Incident Report for Flying Circus

Resolved

We have solved the issue which manifested sporadically in two ways:

1. DNS queries that required our border routers to retrieve data from the internet timed out
2. Traffic from VMs to the internet that required NAT timed out

The issue was caused by a new transfer network that was introduced in the maintenance earlier today. It was generally carrying traffic to our data center, but traffic destined for addresses on the network itself was lost.

Our routers dynamically used transfer net addresses when sending traffic to the outside world (i.e. for DNS and NAT as described above). To resolve the issue we have changed our router configs to use source addresses from our networks which are properly routed.

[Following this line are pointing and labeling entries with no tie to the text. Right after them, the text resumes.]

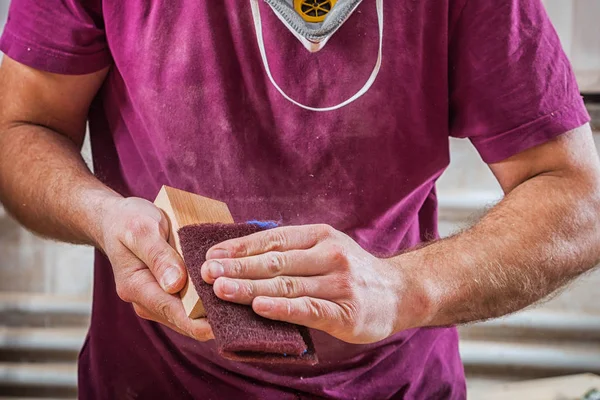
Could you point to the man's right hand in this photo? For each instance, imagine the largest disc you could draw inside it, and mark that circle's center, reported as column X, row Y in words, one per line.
column 148, row 271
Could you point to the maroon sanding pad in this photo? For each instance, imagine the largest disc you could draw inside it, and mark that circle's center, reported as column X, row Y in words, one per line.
column 240, row 333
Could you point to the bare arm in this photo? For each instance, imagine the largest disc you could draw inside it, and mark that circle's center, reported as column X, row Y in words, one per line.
column 44, row 182
column 541, row 236
column 46, row 185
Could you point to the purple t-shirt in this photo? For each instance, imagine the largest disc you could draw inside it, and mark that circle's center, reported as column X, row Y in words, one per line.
column 187, row 103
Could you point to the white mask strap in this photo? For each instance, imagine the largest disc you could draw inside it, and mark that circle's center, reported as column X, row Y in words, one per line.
column 360, row 93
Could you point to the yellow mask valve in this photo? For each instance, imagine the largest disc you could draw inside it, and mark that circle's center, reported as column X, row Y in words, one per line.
column 314, row 10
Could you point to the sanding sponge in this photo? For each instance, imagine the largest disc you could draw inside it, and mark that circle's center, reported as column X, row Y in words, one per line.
column 240, row 333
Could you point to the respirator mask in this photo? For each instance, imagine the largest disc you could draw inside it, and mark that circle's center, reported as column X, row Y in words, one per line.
column 313, row 23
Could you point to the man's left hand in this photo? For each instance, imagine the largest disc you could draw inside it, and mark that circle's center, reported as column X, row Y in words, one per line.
column 318, row 277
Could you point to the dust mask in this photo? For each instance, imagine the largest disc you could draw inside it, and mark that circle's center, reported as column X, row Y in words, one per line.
column 313, row 23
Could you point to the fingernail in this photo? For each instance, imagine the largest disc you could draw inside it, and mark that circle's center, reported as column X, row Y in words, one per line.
column 215, row 269
column 230, row 287
column 218, row 253
column 170, row 277
column 263, row 305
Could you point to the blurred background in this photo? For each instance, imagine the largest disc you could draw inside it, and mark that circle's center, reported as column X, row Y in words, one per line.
column 45, row 287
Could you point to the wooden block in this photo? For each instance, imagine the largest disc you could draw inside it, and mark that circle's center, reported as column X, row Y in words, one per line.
column 184, row 208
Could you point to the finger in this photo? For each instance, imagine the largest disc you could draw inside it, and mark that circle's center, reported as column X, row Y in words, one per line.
column 166, row 307
column 306, row 311
column 277, row 239
column 244, row 291
column 147, row 240
column 269, row 265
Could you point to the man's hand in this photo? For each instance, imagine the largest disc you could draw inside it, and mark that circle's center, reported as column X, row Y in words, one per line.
column 148, row 271
column 317, row 277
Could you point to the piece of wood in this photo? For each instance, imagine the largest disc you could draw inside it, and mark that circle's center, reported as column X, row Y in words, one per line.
column 184, row 208
column 562, row 388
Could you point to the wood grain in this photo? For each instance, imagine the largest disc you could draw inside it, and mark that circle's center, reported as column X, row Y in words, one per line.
column 184, row 208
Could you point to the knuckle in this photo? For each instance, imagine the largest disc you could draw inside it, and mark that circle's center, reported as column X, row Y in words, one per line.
column 141, row 312
column 158, row 256
column 316, row 309
column 136, row 228
column 247, row 290
column 124, row 292
column 236, row 268
column 344, row 285
column 276, row 239
column 325, row 231
column 275, row 263
column 291, row 287
column 238, row 248
column 162, row 308
column 337, row 255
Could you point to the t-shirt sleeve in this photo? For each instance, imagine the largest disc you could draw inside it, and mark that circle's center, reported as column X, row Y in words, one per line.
column 59, row 36
column 511, row 84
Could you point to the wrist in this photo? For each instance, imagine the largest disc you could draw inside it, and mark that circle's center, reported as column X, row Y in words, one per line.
column 100, row 203
column 418, row 294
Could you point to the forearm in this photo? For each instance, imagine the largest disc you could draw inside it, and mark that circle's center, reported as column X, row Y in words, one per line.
column 541, row 236
column 46, row 185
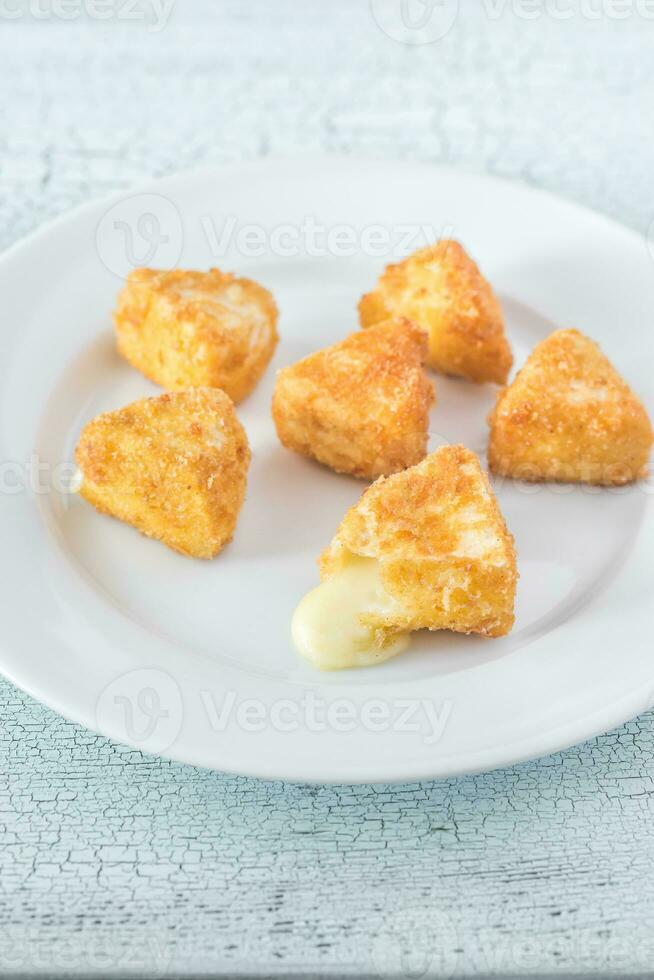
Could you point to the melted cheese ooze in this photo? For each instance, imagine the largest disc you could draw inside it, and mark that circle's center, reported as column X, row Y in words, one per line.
column 327, row 627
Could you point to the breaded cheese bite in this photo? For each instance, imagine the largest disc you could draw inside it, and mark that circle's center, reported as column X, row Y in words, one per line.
column 569, row 416
column 424, row 549
column 441, row 289
column 361, row 406
column 175, row 467
column 194, row 329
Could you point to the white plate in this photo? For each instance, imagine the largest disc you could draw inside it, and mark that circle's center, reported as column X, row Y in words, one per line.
column 193, row 660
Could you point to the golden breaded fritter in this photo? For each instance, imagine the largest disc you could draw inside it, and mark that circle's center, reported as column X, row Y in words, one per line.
column 569, row 416
column 445, row 553
column 441, row 289
column 175, row 467
column 361, row 406
column 193, row 329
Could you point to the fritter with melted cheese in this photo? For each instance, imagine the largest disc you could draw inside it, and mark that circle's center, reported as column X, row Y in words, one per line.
column 423, row 549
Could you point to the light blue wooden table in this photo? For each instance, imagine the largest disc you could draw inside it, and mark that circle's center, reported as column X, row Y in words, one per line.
column 113, row 864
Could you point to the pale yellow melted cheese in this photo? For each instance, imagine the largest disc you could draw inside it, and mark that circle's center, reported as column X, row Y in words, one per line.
column 327, row 628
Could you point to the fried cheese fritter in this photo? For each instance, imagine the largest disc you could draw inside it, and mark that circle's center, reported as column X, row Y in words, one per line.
column 361, row 406
column 194, row 329
column 175, row 467
column 569, row 416
column 442, row 290
column 445, row 556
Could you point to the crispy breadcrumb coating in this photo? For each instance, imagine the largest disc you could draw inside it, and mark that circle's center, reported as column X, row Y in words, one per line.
column 361, row 406
column 569, row 416
column 184, row 329
column 441, row 289
column 175, row 467
column 445, row 552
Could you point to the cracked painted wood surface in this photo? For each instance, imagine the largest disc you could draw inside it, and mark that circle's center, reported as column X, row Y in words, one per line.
column 117, row 864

We've tested the configuration in the redundant configuration using fail-overs and have seen the issues on affected machines subside.

We're sorry for the outage.

Posted Jul 09, 2025 - 00:07 CEST

Update

We have achieved a semi-stable routing state again, where connectivity has mainly been restored.
DNS resolution within RZOB is currently not stable.

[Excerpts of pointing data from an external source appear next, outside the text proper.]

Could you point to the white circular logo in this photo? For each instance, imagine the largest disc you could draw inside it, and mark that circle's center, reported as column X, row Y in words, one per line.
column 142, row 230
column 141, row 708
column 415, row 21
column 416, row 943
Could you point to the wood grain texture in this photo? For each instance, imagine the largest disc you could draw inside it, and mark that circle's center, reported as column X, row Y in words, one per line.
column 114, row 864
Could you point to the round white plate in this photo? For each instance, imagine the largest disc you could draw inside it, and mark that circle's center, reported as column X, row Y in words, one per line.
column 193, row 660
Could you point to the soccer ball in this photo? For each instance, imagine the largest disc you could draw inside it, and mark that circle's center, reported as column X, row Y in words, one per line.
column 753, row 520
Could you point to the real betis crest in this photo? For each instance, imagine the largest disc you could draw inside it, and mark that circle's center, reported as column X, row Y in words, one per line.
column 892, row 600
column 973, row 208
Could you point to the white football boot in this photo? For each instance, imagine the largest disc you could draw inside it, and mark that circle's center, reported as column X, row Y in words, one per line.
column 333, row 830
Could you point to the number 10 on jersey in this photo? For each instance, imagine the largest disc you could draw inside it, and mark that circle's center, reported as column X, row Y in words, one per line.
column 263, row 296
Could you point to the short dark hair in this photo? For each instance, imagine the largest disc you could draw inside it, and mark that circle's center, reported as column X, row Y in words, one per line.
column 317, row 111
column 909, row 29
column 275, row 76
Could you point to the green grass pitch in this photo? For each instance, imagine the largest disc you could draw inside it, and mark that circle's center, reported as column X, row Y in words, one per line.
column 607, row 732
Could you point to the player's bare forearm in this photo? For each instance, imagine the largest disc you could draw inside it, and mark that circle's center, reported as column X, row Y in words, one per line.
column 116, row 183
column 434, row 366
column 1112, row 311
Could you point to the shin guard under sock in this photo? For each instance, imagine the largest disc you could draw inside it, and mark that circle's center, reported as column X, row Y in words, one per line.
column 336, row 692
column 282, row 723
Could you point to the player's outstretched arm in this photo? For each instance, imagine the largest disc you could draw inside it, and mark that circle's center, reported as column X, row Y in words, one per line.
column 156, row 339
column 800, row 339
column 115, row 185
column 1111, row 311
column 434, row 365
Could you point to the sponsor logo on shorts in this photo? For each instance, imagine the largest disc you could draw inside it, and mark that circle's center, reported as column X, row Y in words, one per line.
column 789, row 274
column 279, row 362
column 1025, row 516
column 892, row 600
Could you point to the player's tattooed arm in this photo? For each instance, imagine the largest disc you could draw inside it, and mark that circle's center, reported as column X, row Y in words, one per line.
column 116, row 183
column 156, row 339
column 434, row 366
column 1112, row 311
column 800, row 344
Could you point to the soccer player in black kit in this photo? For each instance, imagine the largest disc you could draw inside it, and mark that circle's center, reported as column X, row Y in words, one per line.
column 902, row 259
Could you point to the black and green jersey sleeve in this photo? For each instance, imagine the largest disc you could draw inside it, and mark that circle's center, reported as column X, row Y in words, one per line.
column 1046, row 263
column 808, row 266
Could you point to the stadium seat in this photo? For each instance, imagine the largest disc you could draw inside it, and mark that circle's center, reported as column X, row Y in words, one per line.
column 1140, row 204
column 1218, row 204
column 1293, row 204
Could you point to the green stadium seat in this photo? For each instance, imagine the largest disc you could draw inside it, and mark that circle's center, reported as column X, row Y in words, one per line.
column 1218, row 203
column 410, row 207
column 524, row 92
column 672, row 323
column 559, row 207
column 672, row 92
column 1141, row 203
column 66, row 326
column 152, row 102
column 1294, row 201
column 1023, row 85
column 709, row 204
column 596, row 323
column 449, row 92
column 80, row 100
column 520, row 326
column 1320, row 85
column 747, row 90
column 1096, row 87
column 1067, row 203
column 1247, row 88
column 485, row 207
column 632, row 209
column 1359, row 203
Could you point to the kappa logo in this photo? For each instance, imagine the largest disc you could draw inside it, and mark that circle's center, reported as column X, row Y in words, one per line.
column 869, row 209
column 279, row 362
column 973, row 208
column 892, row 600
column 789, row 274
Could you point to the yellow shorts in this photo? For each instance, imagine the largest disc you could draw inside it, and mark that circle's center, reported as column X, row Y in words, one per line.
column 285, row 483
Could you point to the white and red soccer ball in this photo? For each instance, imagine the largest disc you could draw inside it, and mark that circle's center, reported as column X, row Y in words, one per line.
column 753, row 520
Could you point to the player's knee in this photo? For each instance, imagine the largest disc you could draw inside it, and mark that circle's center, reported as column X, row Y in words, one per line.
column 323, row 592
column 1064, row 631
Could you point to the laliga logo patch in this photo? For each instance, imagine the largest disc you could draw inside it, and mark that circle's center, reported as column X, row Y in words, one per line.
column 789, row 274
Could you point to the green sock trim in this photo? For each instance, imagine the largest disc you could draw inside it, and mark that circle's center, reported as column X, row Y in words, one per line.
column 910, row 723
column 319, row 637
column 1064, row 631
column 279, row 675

Posted Jul 08, 2025 - 23:16 CEST

Investigating

Unfortunately, our triaging attempt caused additional connectivity issues, now also via IPv6. These issues only affect some machines, but the underlying cause is not identified yet.

Posted Jul 08, 2025 - 23:10 CEST

Identified

Due to the changes in the announced RZOB network uplink maintenance, the RZOB data centre lost some of its IPv4 connectivity.

We are triaging this by reverting the routing changes to the state before the maintenance right now to restore IPv4 connectivity.

Note: The revert itself will also briefly interrupt the data centre connectivity again.

Posted Jul 08, 2025 - 23:05 CEST

This incident affected: RZOB (production) (Network and Internet uplink).